Bertrand Meyer, provavelmente o maior guru de sempre do paradigma dos objectos, inventor da programação por contrato e pai da linguagem Eiffel, visita o DI no dia 6 de Junho. É muito importante que todos assistam às suas palestras. Marquem na vossa agenda!
Para terem uma ideia mais clara de quem é este senhor, vejam:
http://www.inf.ethz.ch/personal/meyer/
O programa das suas apresentações no DI é o seguinte:
Attached types and the eradication of void calls
Bertrand Meyer, ETH Zurich and Eiffel Software
Segunda-Feira, 6 de Junho de 2005 11h00m
Over the execution of programs in an object-oriented language hangs the sword of Damocles of a "void call". This talk presents a general solution to eliminate this risk. A void call is a run-time attempt to execute a typical object-oriented call, x.f (args), while x is "void" or "null", meaning that it is not attached to any object. The result will be an exception and usually abnormal execution termination -- a crash.

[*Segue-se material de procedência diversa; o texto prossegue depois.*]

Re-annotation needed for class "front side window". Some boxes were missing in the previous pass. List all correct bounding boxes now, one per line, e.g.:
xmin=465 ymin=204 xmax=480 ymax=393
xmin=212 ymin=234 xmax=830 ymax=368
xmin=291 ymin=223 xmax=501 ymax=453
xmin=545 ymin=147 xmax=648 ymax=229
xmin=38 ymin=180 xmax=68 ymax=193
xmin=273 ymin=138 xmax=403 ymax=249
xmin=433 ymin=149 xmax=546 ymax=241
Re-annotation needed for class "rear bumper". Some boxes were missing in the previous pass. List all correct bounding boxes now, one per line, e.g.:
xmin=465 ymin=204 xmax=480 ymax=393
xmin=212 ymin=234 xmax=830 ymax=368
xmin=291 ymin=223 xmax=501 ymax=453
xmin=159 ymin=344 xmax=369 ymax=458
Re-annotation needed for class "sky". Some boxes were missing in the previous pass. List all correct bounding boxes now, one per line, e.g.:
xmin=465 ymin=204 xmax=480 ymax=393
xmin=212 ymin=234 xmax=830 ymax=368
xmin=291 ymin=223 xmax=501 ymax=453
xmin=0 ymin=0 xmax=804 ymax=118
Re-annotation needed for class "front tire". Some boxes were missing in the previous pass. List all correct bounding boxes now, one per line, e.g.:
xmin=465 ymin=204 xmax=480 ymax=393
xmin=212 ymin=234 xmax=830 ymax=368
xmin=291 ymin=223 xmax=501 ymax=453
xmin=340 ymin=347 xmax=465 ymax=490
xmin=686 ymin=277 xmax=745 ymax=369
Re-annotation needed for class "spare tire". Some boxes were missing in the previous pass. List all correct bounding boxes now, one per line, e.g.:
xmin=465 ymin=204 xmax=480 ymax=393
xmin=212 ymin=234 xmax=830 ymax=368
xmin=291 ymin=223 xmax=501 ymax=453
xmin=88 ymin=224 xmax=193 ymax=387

Rather than waiting until run time to find out, it is desirable to flag any case that can trigger this event statically, as part of the compilation process, in the same way that compilers for a typed O-O language guarantee that if there is an object it will be equipped with the proper `f'. Can we extend the type system in a simple and understandable way to eliminate void calls entirely, without putting undue expressive constraints on the programmer?
The mechanism presented in this talk appears to address the problem in an economical way. The solution turns out to have several other applications as well. One is to the eradication of "catcalls", another risk of crash, which follows from the application of a covariant argument typing policy. The other is to a problem of concurrent object-oriented programming: how to guarantee object locking in a simple way, but also minimally, so that object reservation occurs when and only when absolutely required.
The mechanism also provides improvements over existing solutions to two other problems of object-oriented development: forcing a type on an object (type-safe casts); and lazy evaluation of object fields ("once per object").
The mechanism adds only one symbol (the question mark) to the language and replaces a construct, Assignment Attempt, by a simpler one, Object Test. Most of the effect is achieved through new validity rules on existing constructs. The mechanism is part of the draft ECMA standard for Eiffel. Various examples will be presented, as well as a discussion of benefits and limitations.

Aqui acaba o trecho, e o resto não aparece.